Perfil – Davi Arrigucci Jr.

Perfil – Davi Arrigucci Jr.

Leitor minucioso, Davi Arrigucci Jr. é capaz de conviver longos anos com um texto literário em busca da análise precisa

Wilker Sousa

Rua Dona Veridiana, São Paulo. Nas prateleiras espalhadas pelos cômodos do apartamento, repousam muitos dos livros que ajudaram a construir a trajetória intelectual de Davi Arrigucci Jr. Dos cânones da crítica literária brasileira, como Álvaro Lins, Otto Maria Carpeaux, Mário de Andrade e Antonio Candido, passando pelos expoentes da estilística espanhola até os ícones da literatura nacional e estrangeira, a diversidade de suas leituras contribuiu para a formação de “um crítico de amplo e altíssimo repertório, que conhece muito, tem paixão pela literatura e dispõe da inteligência e da sensibilidade que caracterizam um grande leitor”, segundo palavras de José Miguel Wisnik.

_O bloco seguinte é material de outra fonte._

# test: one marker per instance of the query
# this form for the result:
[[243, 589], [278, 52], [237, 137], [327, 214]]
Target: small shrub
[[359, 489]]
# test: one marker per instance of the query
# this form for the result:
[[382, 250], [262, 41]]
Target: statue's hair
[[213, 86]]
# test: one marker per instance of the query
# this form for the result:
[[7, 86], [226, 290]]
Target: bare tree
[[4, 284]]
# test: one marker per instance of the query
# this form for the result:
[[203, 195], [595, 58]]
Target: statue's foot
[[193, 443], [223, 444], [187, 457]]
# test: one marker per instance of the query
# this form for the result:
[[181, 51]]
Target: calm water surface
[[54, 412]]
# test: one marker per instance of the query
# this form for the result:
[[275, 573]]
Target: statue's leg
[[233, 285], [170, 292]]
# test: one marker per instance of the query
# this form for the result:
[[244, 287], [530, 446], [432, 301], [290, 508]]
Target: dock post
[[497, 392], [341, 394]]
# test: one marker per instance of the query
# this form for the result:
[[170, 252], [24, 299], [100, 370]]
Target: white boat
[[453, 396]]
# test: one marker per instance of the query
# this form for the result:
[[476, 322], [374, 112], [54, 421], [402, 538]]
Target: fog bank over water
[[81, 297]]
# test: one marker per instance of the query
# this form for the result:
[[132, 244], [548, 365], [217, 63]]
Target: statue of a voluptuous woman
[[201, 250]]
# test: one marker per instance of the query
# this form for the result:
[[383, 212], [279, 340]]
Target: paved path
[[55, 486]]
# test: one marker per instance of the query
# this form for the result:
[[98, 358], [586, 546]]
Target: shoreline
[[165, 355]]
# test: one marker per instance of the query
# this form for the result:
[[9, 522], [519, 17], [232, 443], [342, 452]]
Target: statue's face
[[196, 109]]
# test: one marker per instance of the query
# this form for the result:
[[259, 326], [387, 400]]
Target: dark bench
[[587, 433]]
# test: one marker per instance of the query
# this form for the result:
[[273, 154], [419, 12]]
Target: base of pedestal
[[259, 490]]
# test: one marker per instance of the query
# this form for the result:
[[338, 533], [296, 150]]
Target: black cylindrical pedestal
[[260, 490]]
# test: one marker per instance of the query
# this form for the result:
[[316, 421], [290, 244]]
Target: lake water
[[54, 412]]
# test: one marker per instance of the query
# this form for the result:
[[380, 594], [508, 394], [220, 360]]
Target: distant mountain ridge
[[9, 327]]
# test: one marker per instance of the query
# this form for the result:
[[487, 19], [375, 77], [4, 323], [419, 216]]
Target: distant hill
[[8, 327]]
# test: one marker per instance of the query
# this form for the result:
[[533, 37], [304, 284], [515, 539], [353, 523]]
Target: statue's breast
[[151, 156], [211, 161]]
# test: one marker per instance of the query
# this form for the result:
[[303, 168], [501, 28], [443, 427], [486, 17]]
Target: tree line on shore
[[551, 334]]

O encanto pela leitura foi despertado ainda na infância em São João da Boa Vista, interior de São Paulo. No sobrado em que vivia, próximo ao centro da cidade, na Rua Saldanha Marinho, havia livros tanto nas estantes da mãe quanto no consultório do pai, médico pediatra. A primeira biblioteca que o fascinou, porém, foi aquela pertencente ao amigo da família e também médico Joaquim José de Oliveira Neto. Em armários envidraçados e estantes de madeira dispostos em duas salas, estava um vasto acervo de literatura brasileira e francesa, além de obras raras, como uma edição de Os Lusíadas do século 16. A biblioteca foi importante para muitos da região e dela também se serviu o amigo Antonio Candido.

Erudição e envolvimento

De 1961, quando ingressou no curso de letras da mítica Faculdade de Filosofia da Rua Maria Antônia, ao ofício de professor universitário, passaram-se apenas dois anos. Mesmo antes de concluir a graduação, Davi assumiu uma turma do curso de literatura espanhola. A partir de então, foram 33 anos dedicados à Universidade de São Paulo.

O envolvimento com as aulas e o modo como adentrava os textos trabalhados em sala são lembrados por seus alunos: “Tinha a impressão de que ele começava de forma lenta e até despretensiosa, rodeando o texto em questão, e então ia apresentando sua tessitura, seus nós, focalizando sob todos os ângulos, quando, tendo amarrado os seus vários lados, começava a decolar. Quando percebíamos, já estávamos no alto, olhando o texto todo aberto, como um exercício longo e paciente de complexas dobraduras que se abrisse num objeto surpreendente”, comenta Viviana Bosi, professora de teoria literária da USP. O método desenvolvido por ele nas aulas também é recordado por José Miguel Wisnik: “A mera paráfrase do poema feita por ele já soava como revelação. Depois de comentado e contextualizado o texto, começavam a análise e a interpretação propriamente ditas, visando ao ‘círculo hermenêutico’ em que o particular e o geral encontravam um ponto de síntese, e graças ao qual o poema reverberava em um detalhe sem deixar de ser compreendido como um todo”. Para Murilo Marcondes de Moura, professor de literatura brasileira da USP, “a grandeza [das aulas de Davi] é mais ou menos fácil de definir: é um professor que sabe muito, um homem realmente culto ao lado de uma paixão forte pelo assunto”.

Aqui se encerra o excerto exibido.